Franck Pécot
14 mai 2020

Edito du 14 mai

Edit

Les enseignants ne veulent pas subir la communication politique.


Dans cette situation boulversée, rien n'est satisfaisant, qu'il s'agisse de laisser ses propres enfants retourner à l'école ou les faire garder à la maison, retourner exercer "en présentiel" ou rester "à distance", il est difficile de prendre une décision.

Apprendre à vivre avec ce virus, même temporairement, est synonyme de renoncer à une partie de nos objectifs de vie personnelle et de vie professionnelle. Nous ne retrouverons pas nos collègues "comme avant". Il sera difficile de maintenir nos habituelles actions pédagogiques qui répondaient aux objectifs didactiques, éducatifs et sociaux. Pour autant nos actions doivent conserver un sens pédagogique.

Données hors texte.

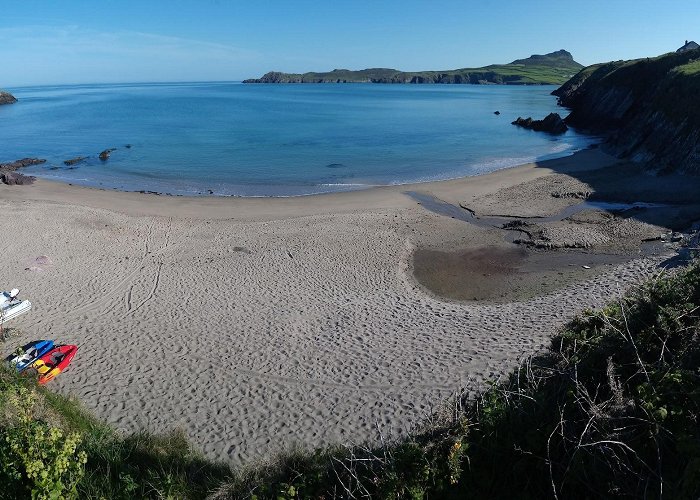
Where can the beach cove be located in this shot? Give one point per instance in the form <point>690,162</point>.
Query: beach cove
<point>258,324</point>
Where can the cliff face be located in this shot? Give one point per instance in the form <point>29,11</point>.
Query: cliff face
<point>553,68</point>
<point>648,109</point>
<point>6,98</point>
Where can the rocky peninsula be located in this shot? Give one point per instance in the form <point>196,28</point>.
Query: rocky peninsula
<point>647,109</point>
<point>549,69</point>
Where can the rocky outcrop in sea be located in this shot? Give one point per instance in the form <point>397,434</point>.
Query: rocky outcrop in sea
<point>552,124</point>
<point>7,98</point>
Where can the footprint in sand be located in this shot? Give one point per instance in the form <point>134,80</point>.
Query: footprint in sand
<point>38,264</point>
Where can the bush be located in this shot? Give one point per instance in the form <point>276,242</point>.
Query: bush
<point>38,459</point>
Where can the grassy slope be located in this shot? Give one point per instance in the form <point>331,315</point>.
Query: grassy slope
<point>610,410</point>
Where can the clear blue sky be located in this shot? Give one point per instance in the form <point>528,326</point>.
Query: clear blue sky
<point>86,41</point>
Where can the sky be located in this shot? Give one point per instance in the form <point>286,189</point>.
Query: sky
<point>46,42</point>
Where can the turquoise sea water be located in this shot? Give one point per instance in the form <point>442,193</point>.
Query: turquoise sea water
<point>275,140</point>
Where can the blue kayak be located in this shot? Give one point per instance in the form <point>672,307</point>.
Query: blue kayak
<point>32,352</point>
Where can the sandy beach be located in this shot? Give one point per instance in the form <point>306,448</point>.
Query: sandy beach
<point>258,324</point>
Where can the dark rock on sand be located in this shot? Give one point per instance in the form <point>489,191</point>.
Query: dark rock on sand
<point>24,162</point>
<point>104,155</point>
<point>75,160</point>
<point>16,179</point>
<point>7,98</point>
<point>552,124</point>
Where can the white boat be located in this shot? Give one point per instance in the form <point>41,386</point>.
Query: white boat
<point>11,306</point>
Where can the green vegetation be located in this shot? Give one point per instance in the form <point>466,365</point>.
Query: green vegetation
<point>552,69</point>
<point>609,410</point>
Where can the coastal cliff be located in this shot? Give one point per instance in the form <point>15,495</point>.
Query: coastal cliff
<point>648,109</point>
<point>7,98</point>
<point>553,68</point>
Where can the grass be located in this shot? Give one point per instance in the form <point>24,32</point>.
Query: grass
<point>610,410</point>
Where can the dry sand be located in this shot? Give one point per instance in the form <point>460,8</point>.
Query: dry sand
<point>257,324</point>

Force est de constater que les discours gouvernementaux, leurs atermoiements et revirements, la pression de parents, les pressions exercées par des associations liées à telle ou telle église (SGEC, DDEC) qui cherchent à se prendre pour le ministre, le recteur, le DASEN, l'IEN,  développent la culture du débrouille toi toi-même.  Une certaine forme de fatalisme peut se développer. A contrario, l'inventivité et le sens des responsabilités qui passe aussi par refuser des situations ubuesques apparait.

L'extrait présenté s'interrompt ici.